What Is Adaptive Cruise Control?
Cruise control is one of the most successful developments in automotive history. Once considered a luxury feature, now you can hardly find a car on the road without it. But over the 50-plus years since cruise control was introduced to the retail market, it has maintained a singular frustration: You can’t use it in traffic.
You know how it works. You reach your desired speed on the highway, set the cruise, and you think you’re good. Then you come up on some slower traffic, tap the brake pedal, and the cruise needs to be set all over again. Sure, there’s the “resume” feature on most cruise control switches now, and that tells the car to pick up where it left off before the braking, but you’re still having to do it yourself. That’s probably not worth it if traffic is heavy. You’ll find yourself constantly trying to set and re-set the cruise to adapt to the flow of traffic, before finally giving in and going with the original cruise control mechanism: Your foot.

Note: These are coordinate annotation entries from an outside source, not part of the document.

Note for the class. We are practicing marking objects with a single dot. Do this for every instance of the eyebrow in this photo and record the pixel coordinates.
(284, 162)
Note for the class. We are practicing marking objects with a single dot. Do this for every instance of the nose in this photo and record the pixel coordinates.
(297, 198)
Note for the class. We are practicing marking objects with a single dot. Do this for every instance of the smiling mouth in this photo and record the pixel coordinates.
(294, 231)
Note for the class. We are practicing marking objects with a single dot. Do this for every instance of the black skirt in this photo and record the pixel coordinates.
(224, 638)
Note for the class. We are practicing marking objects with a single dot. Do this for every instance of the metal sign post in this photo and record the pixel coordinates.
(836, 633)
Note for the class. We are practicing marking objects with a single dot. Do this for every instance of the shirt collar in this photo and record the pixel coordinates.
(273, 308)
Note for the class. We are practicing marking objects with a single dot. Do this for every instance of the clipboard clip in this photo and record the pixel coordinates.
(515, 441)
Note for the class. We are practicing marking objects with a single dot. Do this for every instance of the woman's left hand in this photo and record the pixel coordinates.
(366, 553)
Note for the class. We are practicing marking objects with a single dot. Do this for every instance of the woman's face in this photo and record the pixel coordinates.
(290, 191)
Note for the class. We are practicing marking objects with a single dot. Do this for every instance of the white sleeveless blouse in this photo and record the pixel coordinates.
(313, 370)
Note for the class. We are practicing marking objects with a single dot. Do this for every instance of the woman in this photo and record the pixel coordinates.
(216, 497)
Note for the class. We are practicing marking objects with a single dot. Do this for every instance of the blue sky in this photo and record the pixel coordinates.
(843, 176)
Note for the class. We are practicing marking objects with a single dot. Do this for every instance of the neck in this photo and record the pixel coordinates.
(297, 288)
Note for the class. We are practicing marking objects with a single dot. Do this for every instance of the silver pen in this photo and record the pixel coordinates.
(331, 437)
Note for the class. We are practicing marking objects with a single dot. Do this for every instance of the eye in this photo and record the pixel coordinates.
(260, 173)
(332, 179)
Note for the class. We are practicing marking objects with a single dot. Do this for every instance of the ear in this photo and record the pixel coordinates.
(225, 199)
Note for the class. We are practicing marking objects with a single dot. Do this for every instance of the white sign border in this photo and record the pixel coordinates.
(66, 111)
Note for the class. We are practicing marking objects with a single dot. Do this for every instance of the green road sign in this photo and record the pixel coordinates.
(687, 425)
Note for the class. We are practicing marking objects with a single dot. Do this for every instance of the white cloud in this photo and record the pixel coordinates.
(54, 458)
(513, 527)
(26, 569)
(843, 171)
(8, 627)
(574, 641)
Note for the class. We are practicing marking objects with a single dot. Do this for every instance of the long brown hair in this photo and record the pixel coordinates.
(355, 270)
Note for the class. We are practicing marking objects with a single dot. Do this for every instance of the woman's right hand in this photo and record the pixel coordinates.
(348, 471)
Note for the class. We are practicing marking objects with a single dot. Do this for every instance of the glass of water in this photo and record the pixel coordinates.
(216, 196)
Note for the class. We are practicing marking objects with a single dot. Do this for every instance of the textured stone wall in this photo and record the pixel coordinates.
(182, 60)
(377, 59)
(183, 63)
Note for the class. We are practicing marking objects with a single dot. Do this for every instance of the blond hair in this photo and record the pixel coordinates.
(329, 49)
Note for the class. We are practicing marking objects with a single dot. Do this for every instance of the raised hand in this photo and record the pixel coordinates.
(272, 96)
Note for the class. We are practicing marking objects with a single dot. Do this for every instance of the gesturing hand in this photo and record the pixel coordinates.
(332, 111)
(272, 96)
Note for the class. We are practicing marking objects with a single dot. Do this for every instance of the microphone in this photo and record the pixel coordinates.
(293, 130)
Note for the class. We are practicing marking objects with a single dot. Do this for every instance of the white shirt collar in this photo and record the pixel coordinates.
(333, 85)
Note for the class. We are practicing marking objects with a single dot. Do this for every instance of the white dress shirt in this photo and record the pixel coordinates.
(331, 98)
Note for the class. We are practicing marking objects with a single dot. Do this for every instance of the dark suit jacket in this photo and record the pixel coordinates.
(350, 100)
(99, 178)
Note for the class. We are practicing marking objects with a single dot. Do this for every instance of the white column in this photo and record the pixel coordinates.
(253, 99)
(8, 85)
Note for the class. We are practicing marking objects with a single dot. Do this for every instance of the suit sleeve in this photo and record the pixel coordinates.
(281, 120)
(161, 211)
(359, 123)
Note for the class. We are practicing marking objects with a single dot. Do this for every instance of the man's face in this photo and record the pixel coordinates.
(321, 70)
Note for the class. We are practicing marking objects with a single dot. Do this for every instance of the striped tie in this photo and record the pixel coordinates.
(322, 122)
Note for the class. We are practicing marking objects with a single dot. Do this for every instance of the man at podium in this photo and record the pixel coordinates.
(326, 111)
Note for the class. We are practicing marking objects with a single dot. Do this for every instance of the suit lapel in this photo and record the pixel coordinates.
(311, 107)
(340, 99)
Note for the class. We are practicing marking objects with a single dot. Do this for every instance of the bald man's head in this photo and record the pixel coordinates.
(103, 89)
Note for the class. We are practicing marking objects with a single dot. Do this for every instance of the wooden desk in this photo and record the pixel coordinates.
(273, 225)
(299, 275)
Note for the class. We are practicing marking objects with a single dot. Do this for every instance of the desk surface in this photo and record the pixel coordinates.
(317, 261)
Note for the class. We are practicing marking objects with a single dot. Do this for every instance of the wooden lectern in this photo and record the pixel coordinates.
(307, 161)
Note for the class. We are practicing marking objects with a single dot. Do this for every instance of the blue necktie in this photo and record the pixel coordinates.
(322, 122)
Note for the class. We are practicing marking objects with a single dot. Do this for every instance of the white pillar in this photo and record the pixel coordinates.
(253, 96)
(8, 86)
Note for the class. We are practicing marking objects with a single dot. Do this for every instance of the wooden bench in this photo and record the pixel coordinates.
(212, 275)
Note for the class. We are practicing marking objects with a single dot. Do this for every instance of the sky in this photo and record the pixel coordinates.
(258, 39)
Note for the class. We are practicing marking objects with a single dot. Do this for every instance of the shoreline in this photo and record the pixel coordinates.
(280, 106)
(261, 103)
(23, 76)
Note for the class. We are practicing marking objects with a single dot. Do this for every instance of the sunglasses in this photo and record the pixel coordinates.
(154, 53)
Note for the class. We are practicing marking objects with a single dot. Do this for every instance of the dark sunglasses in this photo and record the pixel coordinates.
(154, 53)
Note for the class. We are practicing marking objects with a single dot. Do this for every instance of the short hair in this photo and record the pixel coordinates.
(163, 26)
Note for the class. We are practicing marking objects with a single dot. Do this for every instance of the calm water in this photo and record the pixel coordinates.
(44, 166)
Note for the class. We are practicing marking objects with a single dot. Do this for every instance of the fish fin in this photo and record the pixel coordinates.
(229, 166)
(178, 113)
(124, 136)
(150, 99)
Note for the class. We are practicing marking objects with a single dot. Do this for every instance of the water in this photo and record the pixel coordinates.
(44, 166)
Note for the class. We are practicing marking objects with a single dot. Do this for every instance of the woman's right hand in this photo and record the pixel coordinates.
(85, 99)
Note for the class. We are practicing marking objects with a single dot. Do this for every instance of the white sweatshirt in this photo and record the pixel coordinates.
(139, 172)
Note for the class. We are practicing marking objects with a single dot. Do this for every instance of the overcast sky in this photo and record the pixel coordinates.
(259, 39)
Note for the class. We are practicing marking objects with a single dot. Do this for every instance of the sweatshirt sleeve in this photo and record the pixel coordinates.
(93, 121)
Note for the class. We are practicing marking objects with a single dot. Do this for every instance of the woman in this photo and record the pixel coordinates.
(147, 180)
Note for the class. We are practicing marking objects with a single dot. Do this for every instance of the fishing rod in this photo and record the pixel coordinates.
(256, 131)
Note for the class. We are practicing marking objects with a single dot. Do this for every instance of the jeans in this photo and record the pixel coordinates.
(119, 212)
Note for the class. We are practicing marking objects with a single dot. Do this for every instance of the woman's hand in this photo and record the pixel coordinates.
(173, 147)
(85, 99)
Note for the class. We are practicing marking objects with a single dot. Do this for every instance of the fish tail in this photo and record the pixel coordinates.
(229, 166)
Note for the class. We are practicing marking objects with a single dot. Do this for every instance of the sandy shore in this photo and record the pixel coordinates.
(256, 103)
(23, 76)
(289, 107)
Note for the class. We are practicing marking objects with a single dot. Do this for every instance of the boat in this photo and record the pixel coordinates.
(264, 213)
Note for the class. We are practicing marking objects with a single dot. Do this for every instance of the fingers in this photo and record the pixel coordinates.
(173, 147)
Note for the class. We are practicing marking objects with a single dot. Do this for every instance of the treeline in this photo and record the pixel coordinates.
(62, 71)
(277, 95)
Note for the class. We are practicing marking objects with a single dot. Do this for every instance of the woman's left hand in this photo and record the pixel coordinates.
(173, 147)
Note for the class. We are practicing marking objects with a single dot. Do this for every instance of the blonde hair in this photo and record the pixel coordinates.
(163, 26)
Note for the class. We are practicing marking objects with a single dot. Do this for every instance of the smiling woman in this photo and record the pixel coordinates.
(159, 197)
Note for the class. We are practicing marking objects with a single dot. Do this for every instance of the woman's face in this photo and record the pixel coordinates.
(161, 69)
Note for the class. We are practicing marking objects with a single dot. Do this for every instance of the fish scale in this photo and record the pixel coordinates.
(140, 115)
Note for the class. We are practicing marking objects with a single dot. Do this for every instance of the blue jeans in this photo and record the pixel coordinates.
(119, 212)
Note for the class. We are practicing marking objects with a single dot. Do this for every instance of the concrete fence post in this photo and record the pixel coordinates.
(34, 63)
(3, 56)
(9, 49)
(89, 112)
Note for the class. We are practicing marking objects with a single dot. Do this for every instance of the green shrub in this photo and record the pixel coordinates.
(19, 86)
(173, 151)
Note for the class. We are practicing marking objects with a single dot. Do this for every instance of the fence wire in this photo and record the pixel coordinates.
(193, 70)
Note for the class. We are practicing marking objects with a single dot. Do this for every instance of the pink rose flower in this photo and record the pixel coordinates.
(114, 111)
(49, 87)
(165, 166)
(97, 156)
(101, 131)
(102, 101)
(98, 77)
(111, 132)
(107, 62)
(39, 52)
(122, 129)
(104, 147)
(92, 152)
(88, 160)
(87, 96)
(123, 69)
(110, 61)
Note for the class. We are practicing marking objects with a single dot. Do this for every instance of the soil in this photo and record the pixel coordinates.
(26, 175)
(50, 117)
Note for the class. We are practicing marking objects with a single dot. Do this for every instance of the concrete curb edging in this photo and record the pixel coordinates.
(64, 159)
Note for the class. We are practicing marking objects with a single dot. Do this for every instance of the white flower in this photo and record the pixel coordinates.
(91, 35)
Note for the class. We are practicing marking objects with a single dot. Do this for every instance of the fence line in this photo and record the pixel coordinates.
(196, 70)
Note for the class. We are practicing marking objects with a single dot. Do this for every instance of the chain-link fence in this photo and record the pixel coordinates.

Well, what if your car could use radar to find out how close it was to the cars around it, then automatically adjust the throttle to seamlessly blend into traffic with no input from the driver?
That is adaptive cruise control.
How Does Adaptive Cruise Control Work?
Each manufacturer has a slightly different mechanism for achieving this, but broadly speaking, adaptive cruise control systems use lasers or radar to measure their distance from other vehicles. This means the system is self-contained and doesn’t rely on satellites or information shared by other vehicles to make its calculations. Some radar-based systems incorporate warnings and/or automated braking when the sensor senses an impending collision. For these reasons, adaptive cruise control is considered one of the foundational technologies of autonomous driving, and it has probably been around longer than you think. In cars, the technology traces back to 1992, when Mitsubishi offered a Lidar-based detection system on a vehicle it only sold in Japan, though that system was only a warning and made no inputs on behalf of the driver.
Shoppers interested in adaptive cruise control systems would do well to learn whether the car they’re considering uses laser or radar for its adaptive cruise control system. Laser systems use exposed sensors placed on the front of the vehicle, commonly on the grille or bumper. These systems won’t work in inclement weather, or if the sensors are dirty or clouded over. Radar systems don’t have that woe. The radar sensor is often hidden behind the grille and is impervious to weather. For this reason, radar systems are more common, but both systems are used widely.
In the most technologically advanced vehicles, adaptive cruise control is one in a series of driver-assist systems that work together to allow the vehicle to drive itself. An adaptive cruise control system can’t do that on its own, but it can save you a lot of aggravation on a long drive.